Reaching an impasse, my colleagues and I went to look at other parts of the world in search of patterns of success and failure in state-building. Fixing Failed States—a book I co-authored with Ashraf Ghani, the architect of much of the 2001-05 transition—sets out that learning.

What does this mean for Afghanistan now? Since 2005, Afghanistan has plunged from 117 to 176 on Transparency International’s corruption ranking, one of the fastest declines in the index’s history. At the same time, the trust of Afghan citizens in their government has plummeted. If we take a step back and look to how countries transform themselves from poverty and conflict to stability, a basic principle rings loud and clear. A country is not stable until it has a functioning state that performs key functions for its citizens. And behind every successful transition are four factors: a leadership and management team with a long-term vision and commitment to building good governance based on the rule of law; a relentless focus by those leaders on what we call “national accountability systems”—putting in place the building blocks of transparent revenue raising, budgeting, procurement, accounting, and auditing; nurturing civil society, in particular by investing in skills and training of citizens within the country in question, who must be empowered to take the lead; and nurturing small- and medium-sized firms that will give people a stake in the system. With these basic ingredients, Afghanistan could be put on the path to stability.

Putting Afghanistan back on such a path will certainly require funding and expertise from outside, but in a different type of partnership based on joint commitment to rule of law and building an accountable state. The countries that transformed successfully all partnered with the aid system but with a clear vision for how best to use the money, with rights and responsibilities on both sides and clear recognition that domestic leadership was the critical factor. In the short term, resources and military commitments will be required for Afghanistan, but if good governance were restored, Afghanistan could be steadily raising its own revenue and meeting its own bills. A series of reinvigorated national programs managed and staffed by Afghans in partnership with development banks and experts would be far cheaper than the thousands of foreign-run projects. By supporting national programs in partnership with civil society, donors could shift their emphasis to creating a good governance system from the bottom up.

There is a whole range of organizations in the United States and across the world—from volunteer associations to land-grant colleges—that could partner with the effort at reasonable cost.
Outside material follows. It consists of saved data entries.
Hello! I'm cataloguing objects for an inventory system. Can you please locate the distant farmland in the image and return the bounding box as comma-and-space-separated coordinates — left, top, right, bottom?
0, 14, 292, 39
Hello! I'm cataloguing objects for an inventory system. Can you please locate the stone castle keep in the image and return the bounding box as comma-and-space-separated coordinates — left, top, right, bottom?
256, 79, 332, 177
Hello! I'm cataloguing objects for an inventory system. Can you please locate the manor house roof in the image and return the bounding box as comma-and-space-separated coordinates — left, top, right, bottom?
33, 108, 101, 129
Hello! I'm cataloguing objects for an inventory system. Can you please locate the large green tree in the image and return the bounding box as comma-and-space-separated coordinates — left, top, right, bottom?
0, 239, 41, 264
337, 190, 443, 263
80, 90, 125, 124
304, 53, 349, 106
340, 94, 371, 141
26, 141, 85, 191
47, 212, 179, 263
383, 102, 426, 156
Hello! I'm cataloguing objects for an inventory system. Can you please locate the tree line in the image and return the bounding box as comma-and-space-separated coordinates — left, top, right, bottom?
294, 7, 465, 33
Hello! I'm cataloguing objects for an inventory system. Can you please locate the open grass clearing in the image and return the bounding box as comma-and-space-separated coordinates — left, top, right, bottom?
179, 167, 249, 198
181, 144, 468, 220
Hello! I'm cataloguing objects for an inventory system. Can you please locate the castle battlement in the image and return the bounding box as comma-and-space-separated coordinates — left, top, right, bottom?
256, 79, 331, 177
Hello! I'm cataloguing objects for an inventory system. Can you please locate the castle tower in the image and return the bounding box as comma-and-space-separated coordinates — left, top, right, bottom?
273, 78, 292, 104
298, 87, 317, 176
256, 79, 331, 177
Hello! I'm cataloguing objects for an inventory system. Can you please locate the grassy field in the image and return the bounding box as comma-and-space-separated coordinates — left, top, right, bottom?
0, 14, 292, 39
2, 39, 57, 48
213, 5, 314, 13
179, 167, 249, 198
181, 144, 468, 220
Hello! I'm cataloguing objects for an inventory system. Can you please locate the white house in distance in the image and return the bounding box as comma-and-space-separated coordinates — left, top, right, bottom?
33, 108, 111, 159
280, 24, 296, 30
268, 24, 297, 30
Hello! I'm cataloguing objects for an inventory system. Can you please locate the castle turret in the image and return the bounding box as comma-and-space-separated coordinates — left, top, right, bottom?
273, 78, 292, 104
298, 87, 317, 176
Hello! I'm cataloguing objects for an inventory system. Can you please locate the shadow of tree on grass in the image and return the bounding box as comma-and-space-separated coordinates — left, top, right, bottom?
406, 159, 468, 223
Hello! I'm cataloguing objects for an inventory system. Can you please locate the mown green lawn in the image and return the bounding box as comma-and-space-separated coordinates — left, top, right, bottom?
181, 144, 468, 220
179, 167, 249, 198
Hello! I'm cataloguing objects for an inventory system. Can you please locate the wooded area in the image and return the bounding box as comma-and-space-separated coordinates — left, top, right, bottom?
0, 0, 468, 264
New technologies, such as soil analysis of satellite imagery and using long-distance engineering and architecture support, could drastically reduce the costs of travel and security that are necessary when outsiders are on the ground; they could instead partner with Afghan engineers, architects, and agronomists at Afghanistan’s universities. Rather than sending in thousands of civilians, the shift in emphasis could be to training Afghans to do the jobs themselves. Afghanistan has just sold its large copper mine to China and can license more of its assets to raise money. And if investors—especially Afghans—had confidence in the future of the country, they would start financing the range of enterprises necessary to create jobs and supply domestic and regional markets with food, building materials, textiles, and minerals, and thereby grow the domestic tax base.

Sadly, it is not just Afghanistan that we need to worry about. There are as many as 60 countries that are facing a “sovereignty gap”—that is, a gap between the legitimate expectations of their citizens and their ability to deliver on those expectations. If we can demonstrate that a new type of partnership works in Afghanistan, we can provide hope around the world.